Habemus papam: per il Parco Adamello c'è il nome del nuovo presidente. Mancano i crismi dell'ufficialità, giacchè arriveranno solo verso la fine di ottobre o i primi di novembre, in occasione della prima assemblea dell'Ente naturalistico. Ma, come promesso, il sindaco di Pinzolo Michele Cereghini, a margine dell'assemblea Geas dei Comuni delle Giudicarie, ha sciolto ogni riserva sul nome del futuro presidente che – com'era ormai nei pronostici e nel dictat ai comuni di metà Rendena ("Consideriamo uno sgarbo istituzionale la nomina di Caola da parte di un qualsiasi comune della Val Rendena – sarebbe stato il messaggio agli altri municipi) – è caduto sull'unico candidato rimasto il lizza: vale a dire Joseph Masè, sindaco di Giustino e parte del gruppo di Comuni dell'Alta Valle, coalizzato attorno alla leadership di Pinzolo.

"Come anticipato – ha detto Cereghini – oggi si sarebbero tirate le somme non solo per il Parco ma anche per tutte le altre deleghe sovra comunali della val Rendena.
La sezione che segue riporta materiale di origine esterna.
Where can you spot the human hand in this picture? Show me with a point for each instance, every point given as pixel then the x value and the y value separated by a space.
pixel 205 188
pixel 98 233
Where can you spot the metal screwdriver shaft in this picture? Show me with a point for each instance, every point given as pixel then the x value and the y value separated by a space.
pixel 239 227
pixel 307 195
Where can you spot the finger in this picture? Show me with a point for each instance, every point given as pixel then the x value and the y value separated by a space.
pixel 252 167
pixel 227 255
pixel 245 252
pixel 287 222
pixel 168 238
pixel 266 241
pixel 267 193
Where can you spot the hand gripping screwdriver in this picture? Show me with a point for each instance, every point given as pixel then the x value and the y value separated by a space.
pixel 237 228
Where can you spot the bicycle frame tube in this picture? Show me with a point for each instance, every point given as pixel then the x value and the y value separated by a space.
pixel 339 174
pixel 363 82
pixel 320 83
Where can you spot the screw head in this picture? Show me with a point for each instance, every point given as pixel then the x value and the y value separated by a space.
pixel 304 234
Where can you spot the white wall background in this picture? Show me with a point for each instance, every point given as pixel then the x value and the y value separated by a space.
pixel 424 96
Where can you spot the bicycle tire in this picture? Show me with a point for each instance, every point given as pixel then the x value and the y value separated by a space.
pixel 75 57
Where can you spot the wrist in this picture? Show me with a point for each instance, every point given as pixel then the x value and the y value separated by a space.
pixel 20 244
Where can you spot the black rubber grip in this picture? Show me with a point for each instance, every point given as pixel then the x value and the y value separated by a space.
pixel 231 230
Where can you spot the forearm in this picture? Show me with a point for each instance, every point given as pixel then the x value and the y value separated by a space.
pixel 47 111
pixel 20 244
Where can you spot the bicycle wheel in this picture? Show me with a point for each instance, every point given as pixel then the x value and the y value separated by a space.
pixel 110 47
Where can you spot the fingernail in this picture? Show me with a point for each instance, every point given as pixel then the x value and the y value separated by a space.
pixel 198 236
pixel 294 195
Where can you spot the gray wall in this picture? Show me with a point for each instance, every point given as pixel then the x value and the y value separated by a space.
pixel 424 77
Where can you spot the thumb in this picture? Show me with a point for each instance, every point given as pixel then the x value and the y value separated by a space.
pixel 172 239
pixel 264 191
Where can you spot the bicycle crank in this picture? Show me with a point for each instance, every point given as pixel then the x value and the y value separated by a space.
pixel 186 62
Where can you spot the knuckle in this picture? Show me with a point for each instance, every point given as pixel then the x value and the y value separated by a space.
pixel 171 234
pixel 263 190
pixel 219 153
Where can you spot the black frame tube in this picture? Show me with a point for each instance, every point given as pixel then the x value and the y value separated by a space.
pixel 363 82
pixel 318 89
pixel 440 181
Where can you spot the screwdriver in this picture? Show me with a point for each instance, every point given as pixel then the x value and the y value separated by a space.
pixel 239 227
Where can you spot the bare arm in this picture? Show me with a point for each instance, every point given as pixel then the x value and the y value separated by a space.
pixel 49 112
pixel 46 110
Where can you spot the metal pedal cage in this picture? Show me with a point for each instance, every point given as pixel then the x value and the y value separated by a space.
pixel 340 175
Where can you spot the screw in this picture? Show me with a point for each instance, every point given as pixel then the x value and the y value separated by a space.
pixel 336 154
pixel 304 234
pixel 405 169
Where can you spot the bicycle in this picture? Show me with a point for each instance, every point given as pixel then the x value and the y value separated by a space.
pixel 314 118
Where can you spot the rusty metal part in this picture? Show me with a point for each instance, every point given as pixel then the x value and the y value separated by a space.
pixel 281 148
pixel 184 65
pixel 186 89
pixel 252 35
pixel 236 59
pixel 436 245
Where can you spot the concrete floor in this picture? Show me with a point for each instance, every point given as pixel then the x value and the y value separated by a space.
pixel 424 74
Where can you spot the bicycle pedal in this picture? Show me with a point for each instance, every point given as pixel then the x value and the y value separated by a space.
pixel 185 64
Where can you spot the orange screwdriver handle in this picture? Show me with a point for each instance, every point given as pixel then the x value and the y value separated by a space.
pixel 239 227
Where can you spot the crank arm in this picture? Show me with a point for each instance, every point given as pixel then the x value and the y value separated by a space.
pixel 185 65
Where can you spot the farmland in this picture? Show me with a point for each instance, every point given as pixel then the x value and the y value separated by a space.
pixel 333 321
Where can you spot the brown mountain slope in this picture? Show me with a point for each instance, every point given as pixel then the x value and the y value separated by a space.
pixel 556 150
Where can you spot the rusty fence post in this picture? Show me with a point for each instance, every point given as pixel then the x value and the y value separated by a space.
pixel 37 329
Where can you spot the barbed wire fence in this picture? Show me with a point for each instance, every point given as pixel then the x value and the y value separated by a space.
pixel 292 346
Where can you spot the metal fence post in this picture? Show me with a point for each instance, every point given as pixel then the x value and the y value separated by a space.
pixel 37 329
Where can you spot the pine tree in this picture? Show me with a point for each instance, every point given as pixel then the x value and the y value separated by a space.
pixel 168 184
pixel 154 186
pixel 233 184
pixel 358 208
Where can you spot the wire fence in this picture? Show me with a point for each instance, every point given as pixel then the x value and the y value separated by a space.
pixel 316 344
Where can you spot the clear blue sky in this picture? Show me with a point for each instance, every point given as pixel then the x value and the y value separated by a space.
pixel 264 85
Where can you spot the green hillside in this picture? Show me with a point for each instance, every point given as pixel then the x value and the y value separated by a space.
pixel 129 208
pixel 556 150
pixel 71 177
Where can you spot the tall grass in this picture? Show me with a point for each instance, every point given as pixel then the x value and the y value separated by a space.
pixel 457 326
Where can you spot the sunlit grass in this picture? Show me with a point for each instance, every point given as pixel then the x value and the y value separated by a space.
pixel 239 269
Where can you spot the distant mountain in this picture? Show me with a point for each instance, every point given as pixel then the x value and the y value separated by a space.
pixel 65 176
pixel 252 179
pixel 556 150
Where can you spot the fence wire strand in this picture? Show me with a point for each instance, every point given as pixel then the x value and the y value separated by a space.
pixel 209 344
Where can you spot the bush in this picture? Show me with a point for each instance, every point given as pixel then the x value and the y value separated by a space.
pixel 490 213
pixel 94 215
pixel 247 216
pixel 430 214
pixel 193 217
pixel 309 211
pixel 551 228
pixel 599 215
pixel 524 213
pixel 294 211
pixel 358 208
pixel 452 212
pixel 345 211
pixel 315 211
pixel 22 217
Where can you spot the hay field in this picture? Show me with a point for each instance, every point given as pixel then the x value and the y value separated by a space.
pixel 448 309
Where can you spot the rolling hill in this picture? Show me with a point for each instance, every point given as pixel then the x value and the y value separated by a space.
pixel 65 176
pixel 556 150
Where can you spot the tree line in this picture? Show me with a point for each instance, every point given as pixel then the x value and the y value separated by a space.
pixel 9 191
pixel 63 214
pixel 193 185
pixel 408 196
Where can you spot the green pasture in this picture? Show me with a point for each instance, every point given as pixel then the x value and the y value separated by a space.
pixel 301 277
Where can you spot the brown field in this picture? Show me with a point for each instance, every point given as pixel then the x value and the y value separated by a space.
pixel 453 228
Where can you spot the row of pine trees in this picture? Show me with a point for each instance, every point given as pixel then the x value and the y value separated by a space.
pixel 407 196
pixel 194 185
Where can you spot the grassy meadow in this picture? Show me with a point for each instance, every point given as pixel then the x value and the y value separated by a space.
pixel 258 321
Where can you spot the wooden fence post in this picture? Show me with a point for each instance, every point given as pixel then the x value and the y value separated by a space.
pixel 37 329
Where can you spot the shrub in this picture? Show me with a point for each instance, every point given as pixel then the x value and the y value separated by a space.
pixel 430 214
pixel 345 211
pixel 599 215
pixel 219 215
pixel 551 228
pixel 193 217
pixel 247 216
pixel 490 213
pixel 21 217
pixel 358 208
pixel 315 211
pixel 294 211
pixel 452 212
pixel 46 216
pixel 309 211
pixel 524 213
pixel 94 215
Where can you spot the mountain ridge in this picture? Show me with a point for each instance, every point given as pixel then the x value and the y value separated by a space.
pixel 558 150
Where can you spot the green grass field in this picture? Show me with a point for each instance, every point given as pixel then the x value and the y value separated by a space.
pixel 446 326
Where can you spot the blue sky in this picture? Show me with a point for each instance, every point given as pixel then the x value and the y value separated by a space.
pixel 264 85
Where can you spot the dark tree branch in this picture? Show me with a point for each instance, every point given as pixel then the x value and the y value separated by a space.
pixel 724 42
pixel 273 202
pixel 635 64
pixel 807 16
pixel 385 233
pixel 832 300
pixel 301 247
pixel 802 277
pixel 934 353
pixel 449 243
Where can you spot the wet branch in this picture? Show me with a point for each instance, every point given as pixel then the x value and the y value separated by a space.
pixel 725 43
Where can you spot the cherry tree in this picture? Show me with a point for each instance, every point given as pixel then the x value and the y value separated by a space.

E così è stato fatto. Il sindaco di Giustino sarà il nuovo presidente del Parco. Mentre le altre deleghe all'interno dell'Ente se le dovranno giocare la Media e la Bassa Valle". Finalmente, dopo i giochi che hanno in qualche modo messo sotto sopra gli assetti politici della Val Rendena in merito alla scelta dell'Ente naturalistico più importante del Trentino, un punto fermo c'è. Un giovane avvocato e sindaco di Giustino sarà chiamato a guidare il Parco Adamello Brenta per il prossimo quinquennio. Un'investitura che se pone un punto fermo sul nuovo assetto istituzionale dell'Ente, la cui nomina per consuetudine spetta alla Val Rendena, se soddisfa a pieno i Municipi che hanno fatto "blocco" con Pinzolo, lascia più di uno scontento nei comuni della parte bassa della valle che se non alla candidatura dell'ex presidente Caola su cui avevano fatto quadrato, pretendevano maggior considerazione e dialogo da parte del nuovo leader "forte" che è subentrato all'ex sindaco William Bonomi. "Cereghini manca di strategia politica", il commento a microfoni spenti di uno dei sindaci esclusi dai giochi. Sicuramente la scelta di Masè al Parco. Nonostante i sorrisi di facciata non è stata indolore.